Wednesday, February 8, 2023

Spinning track to test teams



By Paritosh Pramanik

NAGPUR, Feb 7


AUSTRALIA vice-captain Steve Smith and opener David Warner kneeled down and had a close look at the centre pitch. Slowly, other Australians surrounded the 22-yard strip and got glued to it for a few minutes. The strip looked bald, without a tinge of grass and with loose cracks on it. Though there was a bit of watering on it in the afternoon, it hardly mattered.

Later in the evening, when India’s nets session was about to conclude, groundsmen were seen sweeping the wicket with huge brushes. It is believed that the brooming is being done to break the knots of grass on the pitch, if any. The pitch was then rolled lightly.

All the talk about Indian pitches for this series has surrounded around rank turners being laid down for Australia who have not won a series here since 2004.

With the World Test Championship final slot at stake, there is no hiding the fact that Jamtha will also offer a spinning track. It always has. Vidarbha’s stunning win over Gujarat last month is the testimony to this. Chasing 74 for a win, Gujarat were bundled out for only 54 runs with spinners accounting for all second innings wickets. Vidarbha’s premier left-arm orthodox Aditya Sarvate took 11 wickets in the match while rookie Harsh Dubey five.

The first Test of the Border Gavaskar Trophy is set to have a similar surface. Whether it aids spinners from Day One is the question that is haunting the Aussies most. First-hand experience of the surface can be had from the spin-twins of Vidarbha who were the architects of the last Ranji win here against Gujarat. “The Jamtha pitch was never seamer friendly. It has always been on the slower side. Three spinners would be ideal for India,” felt Vidarbha’s experienced spinners Akshay Wakhare and Aditya Sarvate who share 542 First-Class wickets between them. A look at the pitch and the preparations that went on at the fag end of Tuesday to keep good length spots dry on both ends would tempt India to play three spinners. But it should not backfire as Australia have come well-prepared and are aware of things to come.

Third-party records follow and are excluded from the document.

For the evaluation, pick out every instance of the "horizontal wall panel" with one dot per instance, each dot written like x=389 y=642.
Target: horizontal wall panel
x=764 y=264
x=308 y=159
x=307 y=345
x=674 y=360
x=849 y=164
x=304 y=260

India vice-captain KL Rahul was not keen on revealing the team combination. “Yes, we did see it (the pitch), but it is still too early to really know what the it is going to do. We can only look at it and assume it’s going to play a certain way, but you never know with pitches. Yes, there is the temptation to play three spinners because we’re playing in India. We’ll take that call on the day of the game or the day before the game,” Rahul said.

Australian vice-captain Steve Smith was clear on his reading of the track.

“Pretty dry, particularly one end that I think will take a bit of spin, particularly to left-arm spinners spinning it back to our left-handers, there’s a 

section that’s dry,” Smith told the media.

India must also be aware of the South Africa Test at the venue in 2015-16 when the match finished inside three days with the hosts winning it by 124 runs. During that Test 33 wickets fell to spinners from both sides and ICC had slapped a “poor” rating to the Nagpur surface. In quest of a winning start India would also be weighing options to stay out of the “poor” trap.